Domains leaked in OSCP requests, even with DoH and ESNI/ECH

I don’t think this fact is well known yet, so I will document it here. If you configure DoH and ESNI in Firefox according to Mozilla’s instructions, you will still leak some destination domains because of OCSP (Online Certificate Status Protocol) requests, which are often plaintext HTTP and contain a certificate serial number, which can be looked up in Certificate Transparency logs.

There are only a few places online where this is mentioned, so I suspect that many people who try to enable DoH or ESNI according to an online guide will be vulnerable. I don’t know of any workaround, in Firefox, other than setting security.OCSP.enabled=0 in about:config.

2019-01-05: http://blog.seanmcelroy.com/2019/01/05/ocsp-web-activity-is-not-private/

Certificate Transparency (CT) logs increasingly provide virtually every TLS certificate to be identified by serial number. Since OCSP responses are unencrypted and contain the serial number of the certificate as can be found in CT logs, as well as unsalted hashes of the certificate’s Distinguished Name and public key, these can easily be profiled to compromise the privacy of clients even in the presence of DoH and ESNI privacy protections.

2019-03-13: https://bugzilla.mozilla.org/show_bug.cgi?id=1535235

I don’t know exactly what should happen, but the OCSP request defeats the purpose of ESNI. Suppose a network intermediary wants to block a site. DNS over HTTPS, ESNI, and TLS 1.3 mean that it cannot match on DNS queries, SNI, or the server certificate; nor even on the IP address without blocking unrelated sites. But it can make a blacklist of certificate serial numbers, then watch for OCSP requests/responses with serial numbers on the blacklist, and then infer (e.g. temporally) which TLS sessions they belong to, or take some other action such as blocking the client’s source IP address.

Maybe the trr and/or esni prefs should additionally affect OSCP? Or maybe OCSP needs consideration in documentation about activating ESNI in Firefox?

2019-03-29: Use ESNI via Firefox HTTPS helper (#28168) · Issues · Legacy / Trac · GitLab

I revised the instructions in comment:5 to add the pref security.OCSP.enabled=0, because ​OCSP can leak the server name even with DoH, ESNI, and TLS 1.3 are used. (This was never a problem with meek because any OCSP leaks would have been of the front domain, not the covert domain.)

2019-08-13: https://www.usenix.org/system/files/foci19-paper_chai_update.pdf (Section 5.2)

Leakage in OCSP. For completeness, we note the certificate serial number in unencrypted OCSP (Online Certificate Status Protocol) messages can leak the server name. It can be, consequently, exploited for censorship purposes.

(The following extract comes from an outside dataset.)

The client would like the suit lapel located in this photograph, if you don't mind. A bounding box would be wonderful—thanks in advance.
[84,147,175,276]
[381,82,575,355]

2019-09-25: Centralised DoH is bad for privacy, in 2019 and beyond | PowerDNS Blog

To achieve the goal of perfect privacy on untrusted networks (without running a VPN) will require us to:
4. Disable OCSP/make OCSP stapling mandatory, or replacing it by an alternate mechanism.

The bugzilla bug has been closed, with Mozilla opting not to do anything about OCSP leaks, other than improve the documentation. These are their recommendations for preventing OCSP leaks with ECH:

On the server side: implement OCSP stapling (as Cloudflare reportedly already does) or use short-lived certificates (I don’t know exactly how short the validity has to be to disable OCSP checks).

On the client side: disable OSCP checking the preferences.

https://wiki.mozilla.org/index.php?title=Security/Encrypted_Client_Hello&oldid=1248531#Interaction_with_Revocation_Checking

Interaction with Revocation Checking

Firefox supports various methods for checking whether certificates have been revoked including OCSP, OCSP Stapling and (experimentally) CRLite. OCSP requires querying the certificate’s revocation status with the issuing CA and so leaks information about the site a user is visiting. Consequently, sites deploying ECH should also use OCSP Stapling or short lived certificates which don’t involve any network communication and so improves user privacy (Cloudflare deploy OCSP Stapling universally). If sites do not use OCSP Stapling, then ECH still provides a substantial privacy benefit as OCSP responses are cached for multiple days and so the majority of site visits will be protected. In the longer term, CRLite will allow for privacy preserving revocation checking without requiring action by site operators.

Users who prefer improved privacy over the security of revocation checking can disable revocation via the browser UX in about:preferences (or in about:config by preference).